The first time Kayla Fernandes screamed onstage, they surprised themself. It was at a gig in 2018, and, in keeping with a long-held tradition, Canadian hardcore punk group Cancer Bats had asked if someone from the audience would sing a part of one of their songs. Fernandes didn’t hesitate—they raised their hand and took to the stage. “I had screamed at shows before when I was in a crowd, but I literally spent my time protesting and working at a non-profit—this was not in my realm,” they say. “But the more I was pushed and [the more] it felt like I needed to push myself to do it, the more I realized that being onstage was exactly [what] I needed to be doing.”

Now, Fernandes is the vocalist and songwriter for Winnipeg sludge-doom metal outfit Vagina Witchcraft, and they howl poems about the never-ending process of confronting the black hole of your psyche. When sung over pummelling sun-scorched riffs reminiscent of tracks by Black Sabbath and Sleep, their lyrics morph into powerful affirmations of resilience. “We like to get up onstage [when] no one knows what we’re going to do,” they explain. “Then when I ring out, like, a couple of screams, people just stop right in their place. And I’m like: ‘That’s fucking right. You will stop. And you will listen to us.

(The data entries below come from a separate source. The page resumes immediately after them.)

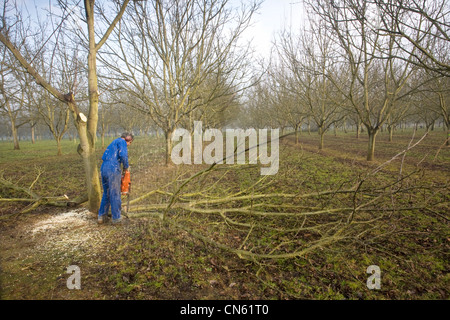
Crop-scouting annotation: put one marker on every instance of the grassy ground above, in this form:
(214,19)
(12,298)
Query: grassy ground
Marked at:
(147,259)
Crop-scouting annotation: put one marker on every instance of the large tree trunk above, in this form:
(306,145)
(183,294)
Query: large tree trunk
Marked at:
(168,136)
(14,134)
(371,147)
(321,133)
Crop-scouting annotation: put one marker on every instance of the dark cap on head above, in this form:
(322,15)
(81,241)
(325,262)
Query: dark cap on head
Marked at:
(127,136)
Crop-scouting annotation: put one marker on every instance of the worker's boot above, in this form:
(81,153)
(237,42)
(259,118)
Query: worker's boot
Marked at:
(102,219)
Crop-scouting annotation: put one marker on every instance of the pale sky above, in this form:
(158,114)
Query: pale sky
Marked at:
(273,16)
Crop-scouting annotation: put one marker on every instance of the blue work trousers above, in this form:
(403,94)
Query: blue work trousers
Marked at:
(111,180)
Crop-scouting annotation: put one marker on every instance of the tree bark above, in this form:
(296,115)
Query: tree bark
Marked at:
(371,148)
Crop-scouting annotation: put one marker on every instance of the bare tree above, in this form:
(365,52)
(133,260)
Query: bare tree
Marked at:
(166,51)
(86,125)
(377,78)
(423,24)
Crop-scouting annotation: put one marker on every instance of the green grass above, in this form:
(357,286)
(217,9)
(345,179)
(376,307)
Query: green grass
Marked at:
(150,260)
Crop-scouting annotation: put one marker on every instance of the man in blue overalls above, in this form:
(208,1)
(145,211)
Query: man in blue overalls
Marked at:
(115,154)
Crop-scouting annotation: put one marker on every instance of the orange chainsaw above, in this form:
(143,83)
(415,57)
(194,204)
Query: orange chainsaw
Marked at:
(125,188)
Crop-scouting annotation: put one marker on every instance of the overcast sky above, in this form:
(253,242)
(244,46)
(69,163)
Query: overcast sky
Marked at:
(273,16)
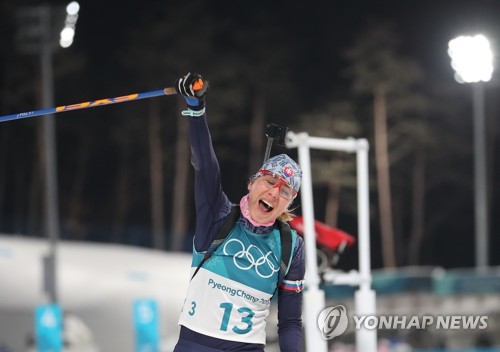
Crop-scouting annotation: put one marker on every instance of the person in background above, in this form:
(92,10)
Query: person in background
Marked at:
(229,295)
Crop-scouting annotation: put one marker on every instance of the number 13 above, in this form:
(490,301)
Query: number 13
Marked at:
(246,317)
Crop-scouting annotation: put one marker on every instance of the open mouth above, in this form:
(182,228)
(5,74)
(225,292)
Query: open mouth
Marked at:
(264,206)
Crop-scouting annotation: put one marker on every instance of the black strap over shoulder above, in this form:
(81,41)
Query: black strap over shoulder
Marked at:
(286,247)
(231,219)
(229,223)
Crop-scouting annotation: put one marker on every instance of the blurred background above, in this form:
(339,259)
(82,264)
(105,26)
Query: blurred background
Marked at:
(121,174)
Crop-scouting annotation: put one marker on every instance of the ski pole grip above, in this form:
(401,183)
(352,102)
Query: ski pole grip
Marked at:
(198,84)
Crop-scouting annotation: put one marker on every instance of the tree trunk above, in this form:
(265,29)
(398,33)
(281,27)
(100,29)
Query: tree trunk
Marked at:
(257,134)
(156,173)
(383,177)
(333,199)
(418,211)
(122,199)
(75,226)
(182,157)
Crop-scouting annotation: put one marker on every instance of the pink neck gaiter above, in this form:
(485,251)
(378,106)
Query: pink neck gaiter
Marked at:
(246,213)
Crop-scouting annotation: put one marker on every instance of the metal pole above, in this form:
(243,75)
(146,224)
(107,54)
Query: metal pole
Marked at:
(51,193)
(366,339)
(480,178)
(314,297)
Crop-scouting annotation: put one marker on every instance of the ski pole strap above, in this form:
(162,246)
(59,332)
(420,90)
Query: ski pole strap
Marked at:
(228,225)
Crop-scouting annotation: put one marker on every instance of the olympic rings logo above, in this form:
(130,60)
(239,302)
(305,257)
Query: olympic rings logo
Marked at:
(245,253)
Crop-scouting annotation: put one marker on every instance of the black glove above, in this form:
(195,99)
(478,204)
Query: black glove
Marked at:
(193,88)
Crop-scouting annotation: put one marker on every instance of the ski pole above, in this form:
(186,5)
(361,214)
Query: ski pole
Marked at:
(273,132)
(100,102)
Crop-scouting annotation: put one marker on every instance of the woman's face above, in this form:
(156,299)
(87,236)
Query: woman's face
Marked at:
(268,198)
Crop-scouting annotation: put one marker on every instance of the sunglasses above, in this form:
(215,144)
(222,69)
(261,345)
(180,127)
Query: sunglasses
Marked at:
(272,180)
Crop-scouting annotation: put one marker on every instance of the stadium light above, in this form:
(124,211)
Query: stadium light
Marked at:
(472,60)
(68,32)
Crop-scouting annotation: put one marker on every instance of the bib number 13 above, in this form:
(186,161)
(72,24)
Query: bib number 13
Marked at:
(246,318)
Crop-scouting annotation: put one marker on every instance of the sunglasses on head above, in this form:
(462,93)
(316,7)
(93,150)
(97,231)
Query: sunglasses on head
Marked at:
(274,180)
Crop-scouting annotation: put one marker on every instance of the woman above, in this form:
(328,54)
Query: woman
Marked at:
(229,295)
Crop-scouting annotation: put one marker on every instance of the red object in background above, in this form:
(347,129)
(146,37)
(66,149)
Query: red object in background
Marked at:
(326,236)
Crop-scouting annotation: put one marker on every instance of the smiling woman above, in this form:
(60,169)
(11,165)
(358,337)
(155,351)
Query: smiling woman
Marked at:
(245,267)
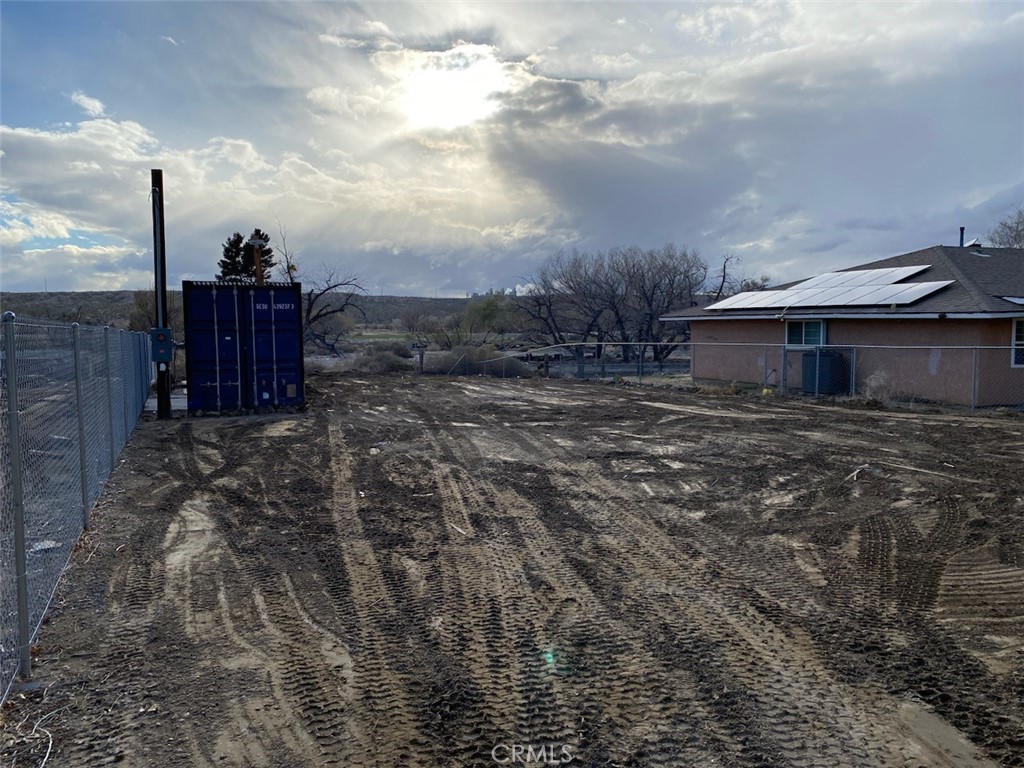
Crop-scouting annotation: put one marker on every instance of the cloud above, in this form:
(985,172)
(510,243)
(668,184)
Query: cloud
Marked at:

And you will respect the fact that there is someone onstage who [is] a minority talking about systemic oppression.’”

To access that level of rage, Fernandes had to learn the contours of their voice. Early on, they would get weary and sore after screaming, often finishing a set exhausted. But once they started
working with a vocal coach, they took an active role in figuring out how they wanted to sound. It required developing a self-care ritual that includes napping in the middle of the day, drinking lots of water and going on walks before a show to get their blood flowing. It also involved learning to think about vocals as a total physical experience—one where they become attuned to their whole body, noticing where their arms are positioned, how they’re using their tongue and teeth, which direction their head is facing and how they’re tilting their chin. “I wanted to learn how to control my instrument in a way that [doesn’t] hurt me,” they say. “Now, I just feel so confident about it. I’m able to have power throughout the entire song without feeling like my vocal cords are going to jump out of my throat.” Ensuring they can scream and not injure themself is crucial because there are some things that need to be belted from the top of their lungs.

“[I’m] someone who has survived drug addiction, domestic violence, rape and abuse, [so screaming] feels different [for me],” says Fernandes. “It’s something I’ve never felt before: a sense of catharsis, a sense of respect and a sense of power.” The first time I listened to “Intro,” the opening track on Vagina Witchcraft’s self-titled debut album, each word resonated with me as if it were touching a nerve ending. Fernandes shrieks a monologue that name-checks Maya Angelou, Angela Davis and Sojourner Truth, their voice becoming more emphatic and blood-curdling with every line: “I write this for those who, like me, spent three hours flattening every bump, every kink and every shred of their dignity to subscribe to a facade. I will no longer shut my mouth.”

That sense of power felt communal, raw and uncompromising. It also helped clarify something for me: To bear witness to someone shedding that kind of weight requires you to be a listener who’s equally involved in their journey; to see someone hack away at their innermost self means you’re seeing their true self. It’s giving them permission and holding space for them to scream at you, because only then can it feel like they’re screaming on your behalf, revealing to the world what can sometimes feel impossible to say out loud.